Select Board members Matt Fish and Kellie-Sue Boissonnault voted to approve the $60,000 in federal funding for the repairs, with Williams abstaining due to his position as a sewer commissioner. However, Fish expressed concerns the water and sewer commissions were getting a too-big slice of the pie. Earlier this fall, the Select Board approved other water and sewer projects with the ARPA funds, including new manhole covers for Wilton Main Street and a portion of engineering work for the eventual replacement of a water main on Route 101.

“We’re talking about federal funds, meant to impact everyone, and we’re talking about the majority of these funds going towards two systems, water and sewer, which the minority benefit and the majority does not,” Fish said, referring to the fact that not every address in town is covered by municipal water and sewer.

Fish queried whether the Sewer Commission could pay a portion of the repair costs, instead of using ARPA funding to cover the total bill.

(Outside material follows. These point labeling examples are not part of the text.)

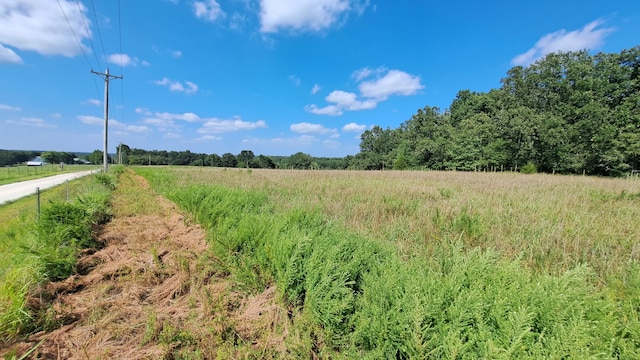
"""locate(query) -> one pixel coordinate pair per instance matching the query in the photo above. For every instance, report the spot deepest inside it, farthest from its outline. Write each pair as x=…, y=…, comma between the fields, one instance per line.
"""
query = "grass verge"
x=354, y=295
x=35, y=251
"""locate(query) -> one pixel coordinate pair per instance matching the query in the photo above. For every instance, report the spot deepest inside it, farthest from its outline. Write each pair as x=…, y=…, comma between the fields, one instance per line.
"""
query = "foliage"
x=13, y=157
x=45, y=250
x=529, y=168
x=452, y=301
x=567, y=113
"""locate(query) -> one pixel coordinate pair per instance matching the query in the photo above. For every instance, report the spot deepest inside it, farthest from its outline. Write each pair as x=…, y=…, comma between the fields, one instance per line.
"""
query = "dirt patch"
x=153, y=291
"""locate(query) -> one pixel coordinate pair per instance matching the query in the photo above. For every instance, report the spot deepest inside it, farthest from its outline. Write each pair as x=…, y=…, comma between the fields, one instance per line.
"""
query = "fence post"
x=37, y=203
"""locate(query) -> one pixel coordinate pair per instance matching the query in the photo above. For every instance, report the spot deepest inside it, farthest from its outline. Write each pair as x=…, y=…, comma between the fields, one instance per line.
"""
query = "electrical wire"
x=121, y=67
x=95, y=17
x=79, y=46
x=86, y=27
x=75, y=36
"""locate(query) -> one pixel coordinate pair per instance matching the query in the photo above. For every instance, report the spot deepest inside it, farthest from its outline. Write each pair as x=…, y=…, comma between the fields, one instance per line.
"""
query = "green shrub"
x=529, y=168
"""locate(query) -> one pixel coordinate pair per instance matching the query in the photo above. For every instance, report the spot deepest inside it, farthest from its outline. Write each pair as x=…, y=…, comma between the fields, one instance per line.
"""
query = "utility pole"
x=105, y=153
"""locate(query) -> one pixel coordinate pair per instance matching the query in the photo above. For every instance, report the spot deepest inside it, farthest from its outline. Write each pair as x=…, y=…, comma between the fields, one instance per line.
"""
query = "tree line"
x=571, y=113
x=567, y=113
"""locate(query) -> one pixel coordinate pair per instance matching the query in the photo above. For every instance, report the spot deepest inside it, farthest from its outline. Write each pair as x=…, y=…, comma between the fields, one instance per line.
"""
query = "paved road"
x=17, y=190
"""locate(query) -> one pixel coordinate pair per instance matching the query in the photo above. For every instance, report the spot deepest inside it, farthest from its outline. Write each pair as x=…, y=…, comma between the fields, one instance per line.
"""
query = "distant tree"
x=244, y=158
x=300, y=160
x=122, y=153
x=214, y=160
x=95, y=157
x=228, y=160
x=263, y=162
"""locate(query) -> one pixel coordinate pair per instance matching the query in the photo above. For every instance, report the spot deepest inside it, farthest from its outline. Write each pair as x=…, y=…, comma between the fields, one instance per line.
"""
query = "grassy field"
x=36, y=249
x=430, y=264
x=11, y=174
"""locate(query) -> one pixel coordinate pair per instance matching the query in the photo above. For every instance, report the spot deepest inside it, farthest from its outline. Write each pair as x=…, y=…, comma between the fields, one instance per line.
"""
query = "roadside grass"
x=11, y=174
x=429, y=264
x=33, y=251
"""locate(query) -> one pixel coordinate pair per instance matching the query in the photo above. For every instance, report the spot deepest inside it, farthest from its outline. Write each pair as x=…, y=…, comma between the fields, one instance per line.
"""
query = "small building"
x=37, y=161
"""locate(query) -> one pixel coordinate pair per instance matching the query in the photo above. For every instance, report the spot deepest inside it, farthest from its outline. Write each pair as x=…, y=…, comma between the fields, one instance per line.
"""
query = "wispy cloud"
x=40, y=26
x=125, y=60
x=188, y=87
x=94, y=102
x=115, y=124
x=208, y=10
x=219, y=126
x=9, y=56
x=309, y=128
x=375, y=86
x=33, y=122
x=8, y=107
x=589, y=37
x=296, y=80
x=306, y=15
x=353, y=127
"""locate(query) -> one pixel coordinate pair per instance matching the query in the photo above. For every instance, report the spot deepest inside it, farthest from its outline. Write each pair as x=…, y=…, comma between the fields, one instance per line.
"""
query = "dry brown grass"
x=152, y=292
x=551, y=222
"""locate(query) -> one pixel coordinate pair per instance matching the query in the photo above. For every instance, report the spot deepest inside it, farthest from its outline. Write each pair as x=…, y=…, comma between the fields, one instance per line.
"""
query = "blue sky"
x=272, y=76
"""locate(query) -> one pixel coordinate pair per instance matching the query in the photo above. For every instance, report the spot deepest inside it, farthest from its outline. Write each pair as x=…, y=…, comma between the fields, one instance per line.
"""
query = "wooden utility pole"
x=105, y=153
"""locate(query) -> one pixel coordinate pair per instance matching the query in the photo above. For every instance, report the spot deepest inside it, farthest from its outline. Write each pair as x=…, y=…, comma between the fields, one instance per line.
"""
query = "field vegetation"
x=429, y=264
x=11, y=174
x=38, y=248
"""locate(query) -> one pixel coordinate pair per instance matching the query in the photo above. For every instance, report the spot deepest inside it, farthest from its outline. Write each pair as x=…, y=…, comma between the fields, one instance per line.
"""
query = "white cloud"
x=90, y=120
x=177, y=86
x=7, y=107
x=306, y=15
x=308, y=128
x=34, y=122
x=382, y=83
x=296, y=80
x=349, y=101
x=395, y=82
x=188, y=117
x=331, y=110
x=589, y=37
x=219, y=126
x=366, y=72
x=40, y=26
x=209, y=137
x=143, y=111
x=95, y=102
x=113, y=124
x=208, y=10
x=237, y=22
x=353, y=127
x=125, y=60
x=289, y=142
x=9, y=56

Sewer Commissioner Joanna Eckstrom said there is enough in the commission’s budget and reserves to cover the entire project, if need be, but there are expected large expenses coming down the road. Wilton is responsible for 14 percent of operational costs for the Milford wastewater treatment plant, which due to changing standards will be undergoing a major upgrade in the next few years.

The Sewer Commission has already proposed a rate increase of $20 per quarter for its flat usage fee, and expects another increase later this year, Eckstrom said.

“We have other expenses that we need to cover with our budget, which will be passed on to our users, unfortunately,” she said.

Eckstom also pointed out repairing the pump stations, in particular, did have a wider benefit to more than just sewer users – protecting the Souhegan River.

Water Commissioner Tom Schultz also pointed out that a municipal water and sewer system helps create an economic base in town by allowing further commercial development, and that it is in the town’s best interests to keep a functioning municipal system in place.